Efforts have also been underway, in a legal sense, to hold Russia and its military to account for its war crimes. Ukrainian volunteer medic Yuliia Paievska provides a good example of the legalities at work regarding war crimes, beyond the baseless desecration of basic human dignity and life. As Australia's ABC News says, it's a violation of the Geneva Conventions of 1949 to single out medics and civilians for harm in a time of war. But, evidence is critical to prosecution. On that note, Paievska herself walked around with a body-cam as she and her team tended to the wounded. She recorded 256 GB of in-the-moment footage.

Ironically, it's the humane treatment of Russian captives that allows for the proper indictment of crimes, and also prisoner exchanges like that which led to Paievska's freedom. Back in July, News NCR reported that Ukrainian troops were trying to identify which Russian soldiers were responsible for various war crimes. But as victim Olha Meniailo wrote, "They all looked the same." At the time, more than 7,500 Russian suspects had been accurately identified, and 127 members of the Russian navy already had formal charges filed against them. Only 15 of these individuals, however, were in custody by Ukrainian forces. Some 1,315 Russians have now been arrested, via the BBC.

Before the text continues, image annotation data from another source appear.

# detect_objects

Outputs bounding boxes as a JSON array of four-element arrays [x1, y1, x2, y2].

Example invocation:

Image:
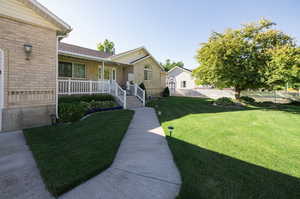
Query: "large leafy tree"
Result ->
[[97, 39, 115, 53], [161, 59, 184, 71], [193, 19, 300, 98]]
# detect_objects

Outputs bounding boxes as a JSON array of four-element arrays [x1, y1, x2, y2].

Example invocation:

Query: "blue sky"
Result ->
[[39, 0, 300, 69]]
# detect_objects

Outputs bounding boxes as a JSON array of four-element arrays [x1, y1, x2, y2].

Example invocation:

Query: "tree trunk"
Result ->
[[234, 88, 241, 100]]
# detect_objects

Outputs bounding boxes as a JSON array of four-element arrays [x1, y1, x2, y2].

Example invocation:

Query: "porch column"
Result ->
[[101, 61, 104, 93], [101, 61, 104, 80]]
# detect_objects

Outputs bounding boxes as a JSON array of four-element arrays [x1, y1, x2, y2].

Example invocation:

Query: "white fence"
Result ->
[[58, 79, 126, 109], [127, 82, 146, 106]]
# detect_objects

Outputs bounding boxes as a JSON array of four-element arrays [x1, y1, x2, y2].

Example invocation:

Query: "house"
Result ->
[[0, 0, 165, 131], [167, 66, 196, 93], [58, 42, 166, 96]]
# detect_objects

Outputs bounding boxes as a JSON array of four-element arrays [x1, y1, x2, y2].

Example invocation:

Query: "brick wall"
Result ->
[[0, 17, 56, 130], [0, 18, 56, 107]]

At present, Ukraine has documented over 34,000 cases of individual war crimes, according to The Hill. The International Criminal Court in The Hague, Netherlands, and 14 European Union countries have launched investigations. 

A special tribunal to serve just punishment

Very recently, Ukrainian President Volodymyr Zelenskyy spoke up about the atrocities committed by the Russian military in Ukraine via pre-recorded video delivered to the UN General Assembly in New York. Per the BBC, he called for the creation of a special war tribunal to serve "just punishment" to the guilty. Some 101 countries voted to allow him to speak, while seven countries, including Russia, voted against it.

In his speech, Zelenskyy not only detailed documented war crimes and advocated for greater military support for Ukraine, but called for united, internationally-sanctioned punishments for Russia on the world stage, including a revocation of Russia's permanent place on the UN's Security Council. Zelenskyy even highlighted, specifically, the video-recorded castration of a Ukrainian man by the Russian military. He also condemned Russian plans to hold votes in occupied portions of his country to ask whether or not those living there want to join Russia (detailed on the BBC). The move has been "widely condemned as a sham." 

Zelenskyy's appeal to the UN coincides with the discovery of the mass graves and POW camps in the reclaimed region surrounding the Ukrainian city of Izyum. It also coincides with the largest prisoner exchange since the war began. Ukraine received 215 soldiers back, including 108 members of the Azov battalion, who resisted the Russian advance in Mariupol. Russia also released 10 non-Ukrainians, including five British nationals and two Americans, per the BBC. Russia received 55 soldiers back.